SJS/TEN results in massive keratinocyte apoptosis mediated by cytolytic molecules, including FasL, perforin/granzyme B, annexin A1, and granulysin. Histologically, SJS and TEN are characterized by full-thickness epidermal necrolysis due to extensive keratinocyte apoptosis associated with varying degrees of inflammation and epidermal infiltration by CD8+ lymphocytes.

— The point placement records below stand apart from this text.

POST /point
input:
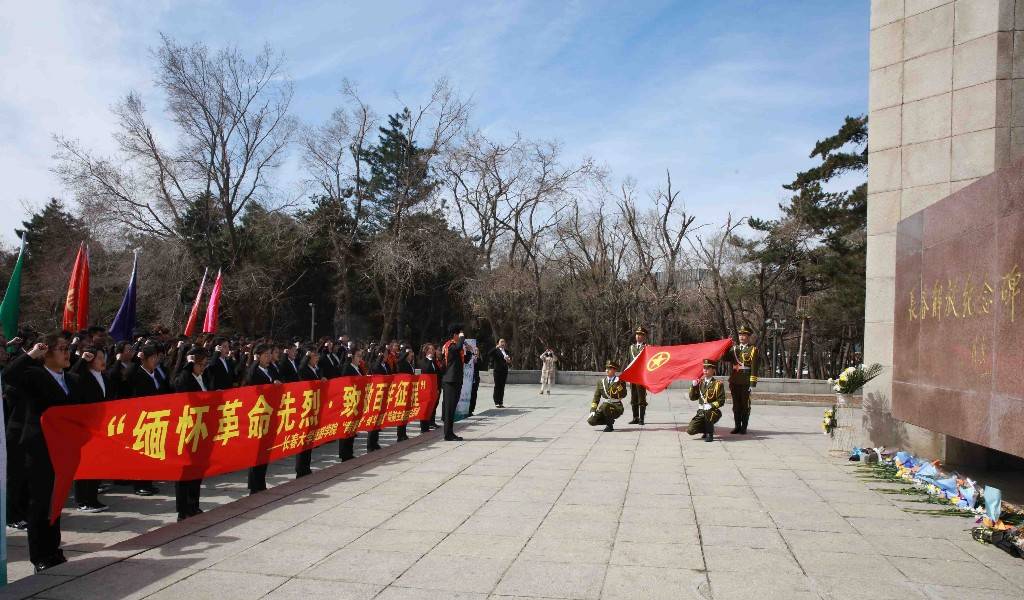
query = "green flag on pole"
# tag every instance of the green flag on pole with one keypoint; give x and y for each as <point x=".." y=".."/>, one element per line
<point x="11" y="300"/>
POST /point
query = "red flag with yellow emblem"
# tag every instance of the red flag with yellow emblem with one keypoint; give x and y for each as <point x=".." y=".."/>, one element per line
<point x="656" y="367"/>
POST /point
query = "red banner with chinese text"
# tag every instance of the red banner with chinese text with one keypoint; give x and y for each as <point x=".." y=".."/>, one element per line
<point x="656" y="367"/>
<point x="181" y="436"/>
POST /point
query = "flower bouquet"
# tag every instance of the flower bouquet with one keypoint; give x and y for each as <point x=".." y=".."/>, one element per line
<point x="854" y="378"/>
<point x="828" y="423"/>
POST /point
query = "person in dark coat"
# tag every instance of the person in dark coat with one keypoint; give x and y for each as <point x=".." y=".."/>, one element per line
<point x="455" y="357"/>
<point x="259" y="374"/>
<point x="221" y="368"/>
<point x="95" y="387"/>
<point x="381" y="367"/>
<point x="309" y="370"/>
<point x="190" y="379"/>
<point x="40" y="376"/>
<point x="428" y="366"/>
<point x="500" y="361"/>
<point x="346" y="445"/>
<point x="144" y="380"/>
<point x="288" y="367"/>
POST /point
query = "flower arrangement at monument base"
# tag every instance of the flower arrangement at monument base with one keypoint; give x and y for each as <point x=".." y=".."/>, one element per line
<point x="998" y="522"/>
<point x="854" y="378"/>
<point x="828" y="422"/>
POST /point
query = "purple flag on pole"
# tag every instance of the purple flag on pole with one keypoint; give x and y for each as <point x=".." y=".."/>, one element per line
<point x="124" y="320"/>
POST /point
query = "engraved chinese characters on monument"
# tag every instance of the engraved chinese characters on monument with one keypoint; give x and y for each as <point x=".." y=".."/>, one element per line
<point x="960" y="314"/>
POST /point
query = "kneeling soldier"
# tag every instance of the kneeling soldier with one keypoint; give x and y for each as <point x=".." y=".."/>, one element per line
<point x="711" y="395"/>
<point x="607" y="402"/>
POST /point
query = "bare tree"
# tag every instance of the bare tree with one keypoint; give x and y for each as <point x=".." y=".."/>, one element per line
<point x="231" y="122"/>
<point x="335" y="160"/>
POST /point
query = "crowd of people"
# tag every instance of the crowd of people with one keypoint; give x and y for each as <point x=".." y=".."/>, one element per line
<point x="42" y="371"/>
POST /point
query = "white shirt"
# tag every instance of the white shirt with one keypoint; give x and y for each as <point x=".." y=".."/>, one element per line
<point x="59" y="379"/>
<point x="153" y="376"/>
<point x="99" y="379"/>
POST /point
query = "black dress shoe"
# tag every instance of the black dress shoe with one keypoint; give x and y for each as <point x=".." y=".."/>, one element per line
<point x="50" y="562"/>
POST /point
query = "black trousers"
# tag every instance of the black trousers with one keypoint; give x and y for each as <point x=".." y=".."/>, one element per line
<point x="257" y="478"/>
<point x="346" y="448"/>
<point x="87" y="491"/>
<point x="500" y="378"/>
<point x="450" y="399"/>
<point x="740" y="403"/>
<point x="186" y="497"/>
<point x="302" y="462"/>
<point x="44" y="538"/>
<point x="17" y="479"/>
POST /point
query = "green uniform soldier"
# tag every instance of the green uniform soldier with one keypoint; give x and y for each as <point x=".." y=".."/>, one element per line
<point x="711" y="394"/>
<point x="638" y="393"/>
<point x="607" y="402"/>
<point x="745" y="358"/>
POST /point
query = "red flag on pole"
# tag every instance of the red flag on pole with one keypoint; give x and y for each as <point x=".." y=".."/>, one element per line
<point x="76" y="315"/>
<point x="656" y="367"/>
<point x="194" y="313"/>
<point x="212" y="307"/>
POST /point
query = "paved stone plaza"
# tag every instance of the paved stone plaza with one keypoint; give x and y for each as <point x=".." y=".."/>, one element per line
<point x="536" y="504"/>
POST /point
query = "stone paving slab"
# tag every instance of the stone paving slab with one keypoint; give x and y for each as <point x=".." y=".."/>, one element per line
<point x="536" y="504"/>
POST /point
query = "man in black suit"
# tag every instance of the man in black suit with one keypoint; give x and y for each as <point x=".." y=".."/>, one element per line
<point x="220" y="368"/>
<point x="346" y="445"/>
<point x="14" y="409"/>
<point x="500" y="361"/>
<point x="309" y="370"/>
<point x="380" y="367"/>
<point x="124" y="359"/>
<point x="329" y="361"/>
<point x="190" y="379"/>
<point x="288" y="367"/>
<point x="144" y="380"/>
<point x="428" y="366"/>
<point x="259" y="374"/>
<point x="455" y="357"/>
<point x="39" y="375"/>
<point x="94" y="387"/>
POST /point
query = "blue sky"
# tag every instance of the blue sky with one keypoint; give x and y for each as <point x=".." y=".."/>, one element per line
<point x="730" y="95"/>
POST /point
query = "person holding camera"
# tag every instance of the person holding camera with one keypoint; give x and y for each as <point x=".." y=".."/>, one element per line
<point x="548" y="362"/>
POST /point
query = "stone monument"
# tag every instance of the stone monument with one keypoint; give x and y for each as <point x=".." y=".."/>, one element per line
<point x="944" y="241"/>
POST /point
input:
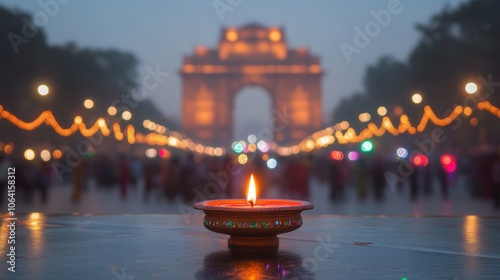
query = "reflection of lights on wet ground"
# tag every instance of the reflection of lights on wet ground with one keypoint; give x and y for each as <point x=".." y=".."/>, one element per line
<point x="271" y="163"/>
<point x="402" y="152"/>
<point x="35" y="224"/>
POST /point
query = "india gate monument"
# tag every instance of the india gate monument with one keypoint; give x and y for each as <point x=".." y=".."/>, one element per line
<point x="251" y="55"/>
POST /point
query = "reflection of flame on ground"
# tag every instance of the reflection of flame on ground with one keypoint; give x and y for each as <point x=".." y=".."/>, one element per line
<point x="222" y="265"/>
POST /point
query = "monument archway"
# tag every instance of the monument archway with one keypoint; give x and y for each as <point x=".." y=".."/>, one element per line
<point x="245" y="119"/>
<point x="251" y="55"/>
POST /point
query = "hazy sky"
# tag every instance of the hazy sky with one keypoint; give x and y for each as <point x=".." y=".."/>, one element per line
<point x="162" y="32"/>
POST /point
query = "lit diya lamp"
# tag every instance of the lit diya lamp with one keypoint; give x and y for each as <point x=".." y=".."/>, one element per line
<point x="253" y="225"/>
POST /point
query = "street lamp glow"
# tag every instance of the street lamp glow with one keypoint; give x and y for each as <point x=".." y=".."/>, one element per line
<point x="471" y="88"/>
<point x="416" y="98"/>
<point x="126" y="115"/>
<point x="88" y="103"/>
<point x="43" y="90"/>
<point x="382" y="111"/>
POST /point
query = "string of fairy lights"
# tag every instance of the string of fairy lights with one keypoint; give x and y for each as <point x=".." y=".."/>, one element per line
<point x="162" y="136"/>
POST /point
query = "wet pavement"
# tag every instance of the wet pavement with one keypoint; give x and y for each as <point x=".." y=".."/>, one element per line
<point x="325" y="247"/>
<point x="98" y="200"/>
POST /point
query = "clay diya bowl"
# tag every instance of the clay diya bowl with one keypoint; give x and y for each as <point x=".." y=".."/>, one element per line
<point x="252" y="230"/>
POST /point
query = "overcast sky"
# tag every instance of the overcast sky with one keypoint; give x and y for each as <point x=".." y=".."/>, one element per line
<point x="162" y="32"/>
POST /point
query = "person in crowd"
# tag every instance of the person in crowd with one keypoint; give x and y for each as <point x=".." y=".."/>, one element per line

The mechanism of SJS/TEN associated with anti-PD-1/PD-L1 immune checkpoint antibodies remains unclear. PD-1/PD-L interactions play a crucial role in T-cell homeostasis of the skin which prevents severe skin-directed inflammatory reactions. Thus, it is speculated that PD-1 antagonism results in the loss of T-cell homeostasis within the skin, thereby causing self-directed cytotoxic and inflammatory reactions [8]. This hypothesis was supported by Vivar et al. [5] and Goldinger et al. [9]. The former showed a significant increase in the expression of PD-L1 in lymphocytes and keratinocytes after the 3rd cycle of nivolumab (anti-PD-1 immune checkpoint antibodies) treatment as skin eruptions progressed from morbilliform eruptions to TEN. The latter demonstrated that immune checkpoint inhibitors can activate T cells and target keratinocytes leading to apoptosis which manifests clinically as TEN [9]. The mainstay of SJS/TEN treatment is supportive care, which includes identification and discontinuation of potential offending medications, appropriate wound care, maintenance of fluids and electrolytes homeostasis, temperature control, and consultation of appropriate specialties (ophthalmology and urology) for evaluation and support [10]. Adjuvant therapies are warranted in severe cases. Recent data from a systematic review and meta-analysis of systemic immunomodulating therapies (including glucocorticosteroids, IVIG, cyclosporine, plasmapheresis, thalidomide, cyclophosphamide, hemoperfusion, TNF inhibitors, and G-CSF) found that glucocorticosteroids and cyclosporine are the most promising systemic immunomodulating therapies for SJS/TEN [10]. In our case, the patient responded well to a systemic glucocorticosteroid beginning at an equivalent dose of prednisolone 1 mg/kg/day followed by a 2-week taper regimen. Complete resolution was achieved within approximately 2 weeks after treatment initiation.

We report the first known case of SJS resulting from anti-PD-L1 therapy. Early recognition and treatment is key to management in patients with similar skin eruptions. Further work is needed to elucidate the exact molecular pathways of anti-PD-L1 therapy in the pathogenesis of SJS/TEN in order to develop the optimal management of patients with anti-PD-L1-specific skin eruptions.

Statement of Ethics

According to the regulations of Mahidol University, this case report was exempted from undergoing review by the Institutional Review Board and the use of informed consent.

Disclosure Statement

No funding was utilized, and all authors have no financial relationships to report.